Of potentially wider significance, part of the ITC argument in its December 27 supplemental report, found that the surge in solar imports came about because of an “unforeseen development” given Chinese subsidies that violated China’s World Trade Organization (WTO) commitments.  The import surge was because China’s government implemented a “series of industrial policies, five-year plans, and other government support programs favoring renewable energy product manufacturing, including (solar) products.” 

This is an important aspect of the case for two reasons.  First, if China opts to challenge any remedies at the WTO, the US will likely argue that safeguards in this circumstance are covered by Article XIX: 1(a) which basically covers “unforeseen circumstances.”  Second, a similar argument could apply to any number of future cases related to China. 

In the same week, the White House also slapped new import curbs on washing machines in another Section 201 case.  While this is not directly applicable to China, Chinese suppliers of raw materials, parts and components could be caught by the new safeguard.

Also in January, US Commerce Secretary Wilbur Ross formally delivered the results of his department’s investigation into the national security implications of imported steel and a another Section 232 case on aluminum to the White House. 

These reports have been promised for at least six months.  Internal sources suggest the extensive delays have been caused by three factors: a) difficulties in making the case that steel and aluminum imports constituted “national security” emergencies as required by the 232 statute; b) challenges by both up and downstream industries about the potential consequences of remedies and c) interagency disagreements about the wisdom of acting at all or acting against China or other allies in these circumstances.  The delivery of the reports, however, indicate that these issues may have been resolved.

While the White House now has 90 days, or until April, to decide what action to take in each 232 case, it is likely that an announcement on one or the other could be made soon.  Trump’s WEF speech in Davos or the State of the Union represent likely opportunities.  The President has “statutory authority to adjust imports” under the Trade Expansion Act of 1962.

Aluminum is not just covered by the pending 232 Case.  The Commerce Department also self-initiated investigations into both dumping and countervailing duties (CVD) on common alloy aluminum sheets in November.  On January 12, the International Trade Commission ruled that these products were, indeed, causing injury to domestic US competitor firms.

Preliminary CVD rates are set to be released by February 1 and the decision in the antidumping (AD) portion of the case is due on April 17. 

Other AD and CVD cases are likely to be filed, either by industry or self-initiated by Commerce.  Prior to the aluminum sheet case, the last self-initiated AD case was in 1985 on semiconductors from Japan.  The last, previous use of a self-initiated CVD case was in 1991 on softwood lumber from Canada. 

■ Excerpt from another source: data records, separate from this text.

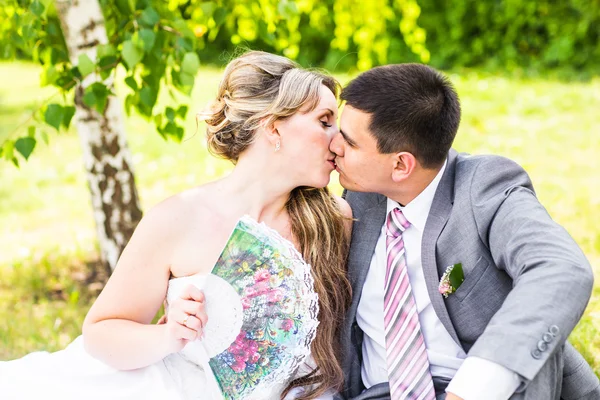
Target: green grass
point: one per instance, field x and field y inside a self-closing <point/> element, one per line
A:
<point x="47" y="236"/>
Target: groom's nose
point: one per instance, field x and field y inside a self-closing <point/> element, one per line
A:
<point x="336" y="145"/>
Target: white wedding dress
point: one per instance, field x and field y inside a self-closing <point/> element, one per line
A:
<point x="72" y="374"/>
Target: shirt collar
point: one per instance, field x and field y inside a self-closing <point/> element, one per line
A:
<point x="417" y="211"/>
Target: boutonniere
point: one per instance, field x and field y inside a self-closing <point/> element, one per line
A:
<point x="451" y="280"/>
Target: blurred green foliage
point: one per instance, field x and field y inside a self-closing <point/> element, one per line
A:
<point x="343" y="35"/>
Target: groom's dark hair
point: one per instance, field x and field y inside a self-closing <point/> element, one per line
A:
<point x="413" y="108"/>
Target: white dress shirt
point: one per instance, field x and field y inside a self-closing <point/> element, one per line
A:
<point x="472" y="379"/>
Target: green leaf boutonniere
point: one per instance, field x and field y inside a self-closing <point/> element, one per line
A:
<point x="451" y="280"/>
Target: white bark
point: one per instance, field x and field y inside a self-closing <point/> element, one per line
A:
<point x="106" y="156"/>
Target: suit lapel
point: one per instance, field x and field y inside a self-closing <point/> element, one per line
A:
<point x="438" y="216"/>
<point x="364" y="239"/>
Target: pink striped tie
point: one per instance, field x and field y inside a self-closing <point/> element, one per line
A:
<point x="408" y="367"/>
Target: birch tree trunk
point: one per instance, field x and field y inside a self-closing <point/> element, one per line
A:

While USTR officially has a year to make a determination in the pending Section 301 investigation into Chinese intellectual property theft and forced technology transfer, this deadline is likely to be moved up significantly.  USTR will probably rule that American firms have been harmed by Chinese actions and that these injuries require remedies.  Damages could involve significant tariffs, calculated by considering harm caused cumulatively over the past decade.

President Trump’s State of the Union address on January 30, provides the perfect opportunity to highlight the evolving trade agenda and note recent or upcoming actions, particularly vis-à-vis China.   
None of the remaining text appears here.